USA’s domestic club competition sees an average club collapse rate of TEN clubs per year. This really is all the evidence we need in this debate. USA has the most unstable domestic soccer system – by far.

Many USA first-division (MLS) players make less than $100,000 per year. Many second-division players (currently USL) do not make a livable full-time wage. No paid playing opportunities exist with clubs below these two divisions.

USA soccer’s closed system encourages league versus league infighting. Leagues are able to poach clubs from competitor leagues (MLS D1 has poached multiple clubs from NASL D2 in the last 15 years) or place new clubs in close proximity to competitor-league clubs in order to drive them out of business.

Here is a snapshot of USA soccer closed-system chaos as of October 2017 (via @Flight_19):

stability123

The evidence is clear: open soccer systems are far superior to closed systems. Any argument that the current USA soccer closed system is more conducive to stability and growth than the open system alternative is just plain wrong. USA soccer’s closed-system policy is a self-fulfilling prophecy of instability.

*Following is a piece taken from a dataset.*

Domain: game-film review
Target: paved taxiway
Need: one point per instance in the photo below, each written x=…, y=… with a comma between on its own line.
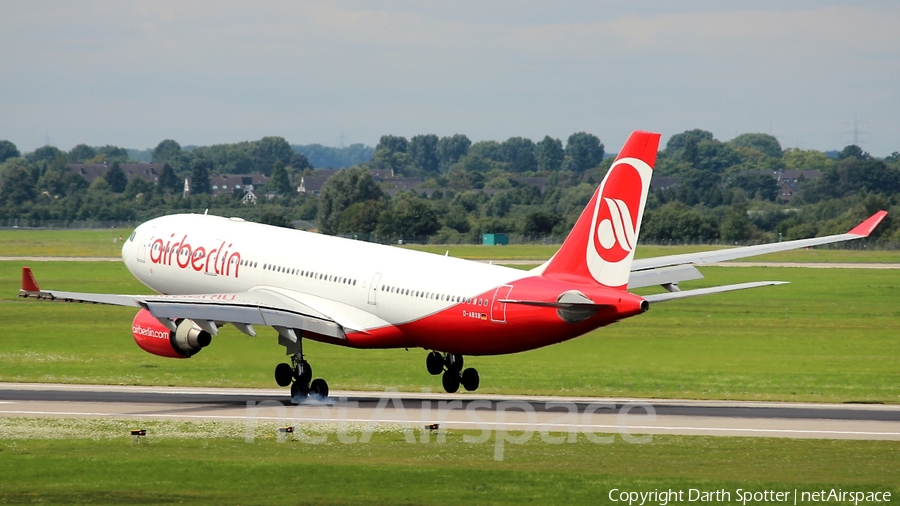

Are open soccer systems utopia? No one is claiming perfection or that the harsh realities of open markets do not exist, but an open system that is 90% healthy is leaps and bounds ahead of USA soccer’s current stability standard.

Clubs can struggle or even collapse within open systems, however, these examples account for just a tiny percentage of the ranks of healthy clubs in open systems. Even with these outlier instability cases, clubs that have to shut their doors or file for bankruptcy (administration) usually have brands and supporter trusts that live on for “rebirth” in the future. Soccer clubs, when hosted in an open and unlimited soccer ecosystem, are practically inextinguishable.

Does the current U.S. soccer federation intentionally plot this instability, or is it just a result of clueless incompetency? Is this federation now just a front for MLS business interests and are the decisions made by this supposed “impartial” body meant to benefit MLS and kill of any outside competition? With the way the federation continues to double down on this toxic closed-system policy, questions like these must be asked. It is time to hold the USA soccer governing federation accountable.